Tout a échoué, et tout a basculé à 180 degrés sans avertissement préalable.
Le Maroc ne sait plus ni ce qu’il veut ni de qui il peut obtenir quoi.

– Le Maroc a attaqué l’État du Kenya pendant sa présidence de la réunion prévue du Conseil africain de paix et de sécurité, après ses tentatives infructueuses pour l’empêcher d’avoir lieu.

– Le Maroc a réprimandé la Mauritanie en la tenant pour responsable d’avoir reçu l’envoyé du président sahraoui, M. Al-Bashir Mustafa Al-Sayed, sans son autorisation préalable.

Ce que veut le Maroc

– Le Maroc veut que l’Union africaine reste à l’écart de la question sahraouie, et en même temps il veut que l’UA exclue la république sahraouie qui est un membre et un État fondateur de l’UA, violant ainsi l’acte constitutif et la charte de l’UA.
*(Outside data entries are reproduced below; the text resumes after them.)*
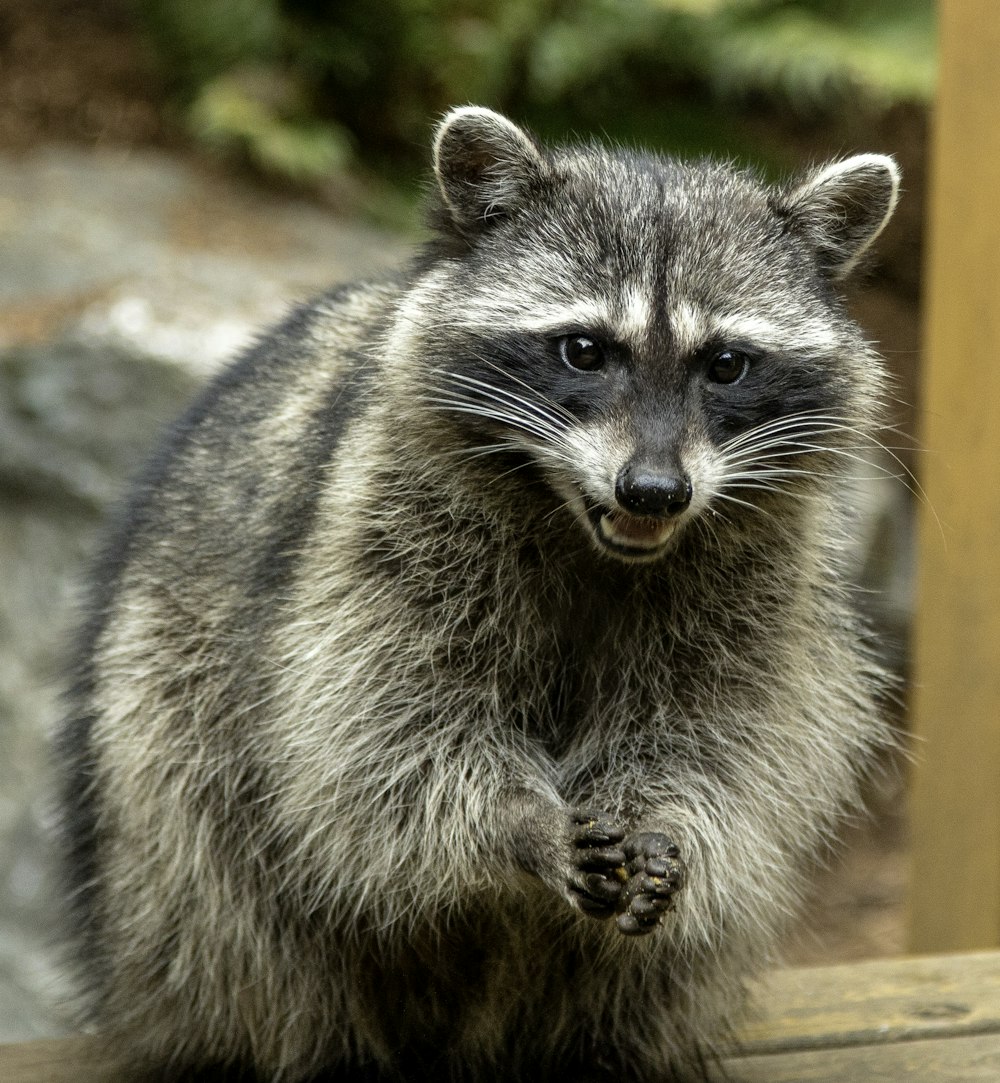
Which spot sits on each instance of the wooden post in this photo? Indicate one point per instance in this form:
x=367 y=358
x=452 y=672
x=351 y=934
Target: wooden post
x=956 y=785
– Le Maroc veut que les États-Unis d’Amérique s’en tiennent à la décision de Trump et impose même sa volonté à l’administration Biden en affirmant que la déclaration présidentielle est juridiquement contraignante, et que son administration doit légitimer l’occupation marocaine du Sahara occidental pour maintenir ses relations avec Israël. En outre, le Maroc veut forcer la nouvelle administration américaine à accepter que l’Iran est dans la région soutenant le Polisario et que la Chine est dans la région, et aussi la Russie, le Hezbollah, les Houthis, et, …. comme si les États-Unis ont besoin du Maroc pour savoir ce qui se passe dans le monde.

Le Maroc veut que les Nations Unies nomment un envoyé personnel du Secrétaire Général des Nations Unies au Sahara Occidental, soit du Maroc, du Sénégal ou du Burkina Faso, et la seule solution viable pour être sur la table des négociations est l’autonomie, et pour la Minurso de ne pas surveiller les droits de l’homme, les ressources naturelles, ou quoi que ce soit mais de surveiller exclusivement le cessez-le-feu. Quant à la mission des Nations Unies, le Maroc souhaite qu’elle soit une antenne du ministère de l’Intérieur marocain.
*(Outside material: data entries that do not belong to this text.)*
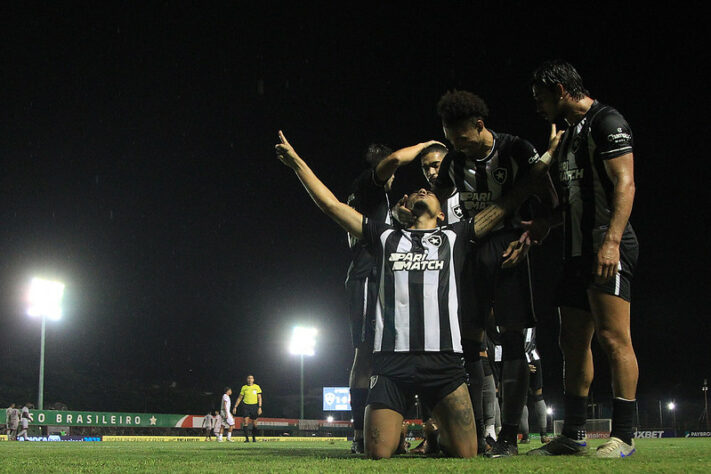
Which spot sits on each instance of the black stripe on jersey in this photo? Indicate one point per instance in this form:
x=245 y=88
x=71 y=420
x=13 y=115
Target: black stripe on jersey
x=415 y=289
x=481 y=178
x=587 y=193
x=445 y=331
x=458 y=175
x=388 y=291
– Le Maroc veut que l’Espagne obtienne son accord pour recevoir le président sahraoui Ibrahim Ghali pour un traitement médical et donner à Rabat le droit d’administrer les tribunaux et le système judiciaire espagnols et de juger n’importe qui par n’importe quelle sentence selon les mesures du roi marocain. En outre, le Maroc veut être celui qui détermine les relations extérieures de l’Espagne et ses relations internationales, décidant ainsi avec qui l’Espagne doit traiter et avec qui elle ne doit pas, exactement comme la France le fait avec le Maroc lui-même, sur la base du traité d’Aix-les-Bains.

– Le Maroc veut que l’Espagne aborde les droits de l’homme exactement comme il le fait. Le Maroc a une histoire complètement sombre dans le domaine des droits de l’homme, et parle d’oppression, d’arrestation et de viol comme s’il s’agissait de la Suède ou de la Norvège.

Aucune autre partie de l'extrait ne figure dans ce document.